Once the jury was re-seated, Boone asked, “Do you recall saying ‘It’s the Soma, obviously,’” and Dole answered, “Now I do.”

Tisdale asked Dole about her life, and she said she feels much better, is sleeping well, has lost weight, is able to exercise and is on a pain patch that produces little to no side effects.

He asked: “Do you have an opinion on whether you were impaired or not?” and Dole answered, “I was not impaired.”

In his closing argument, Tisdale told the jury they had to be entirely convinced of Dole’s guilt, reminding them her own doctor, who has known her for 10 years, said he couldn’t tell if her poor performance on the field sobriety tests was a result of the Soma or her medical conditions. He said her normal pulse and blood pressure were not what was normally seen with central nervous system depressant use, and Hall did not perform the HGN test properly.

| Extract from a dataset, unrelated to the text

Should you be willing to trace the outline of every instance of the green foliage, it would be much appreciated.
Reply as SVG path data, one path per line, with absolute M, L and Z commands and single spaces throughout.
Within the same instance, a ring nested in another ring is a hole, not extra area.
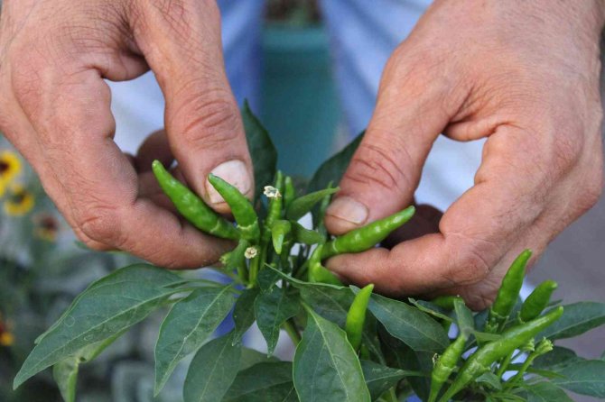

Additionally, Tisdale said, “Trooper Mills circled the word uncoordinated, and you heard Dr. Motyka say Ms. Dole would be uncoordinated on the best of days due to her medical conditions. She was not sluggish, had no slurred speech, no drowsiness, no droopy eyes, and did not fumble. Ms. Dole was honest and told them what substances might be found in her blood, but she was not under the influence. You heard testimony that one-20th of a therapeutic dose of the medicine would show up in her system. We don’t know how much was in there, we just know some was in there…The definition of impaired driving says the defendant is under the influence of an impairing substance; they have to be under the influence, not merely have the substance in their body.”

Tisdale said if anything, Dole’s driving was careless and reckless, but she was not impaired.

Boone said, “Isn’t it suspicious when somebody has an answer for everything? Lots of different people have given lots of different reasons why she was driving poorly. Her doctor said it was insomnia, the drug recognition expert said it was back problems, and she said it was her GPS. Trooper Mills told us she said to him Soma doesn’t usually bother her but maybe with the lack of sleep, it ‘screwed things up a bit.’ You heard Doug Scott testify it appears he spent six years of his life getting the DRE into North Carolina and he even used as an officer for a period of time but when he got on the stand, he wanted to discredit anything that had anything to do with the defendant, so his testimony is not credible.

“Some of her medicine was not prescribed by her doctor … and she said she took the Soma as prescribed but later said the prescription said to take it every four to six hours, so then she wants us to believe she didn’t take it as prescribed because she only took it at 10:30 that morning. And then there’s the statement she made, ‘Well it’s the Soma obviously, plus I didn’t sleep.’”

The jury deliberated about 40 minutes before returning a verdict of guilty.

Klass sentenced Dole to 60 days, suspending that 12 months unsupervised probation. She was given credit for a substance abuse assessment and was ordered to perform 24 hours of community service within the first 90 days of probation. She is to surrender her driver’s license and not operate a vehicle until she is licensed to do so. She must pay a lab fee of $600 and court costs.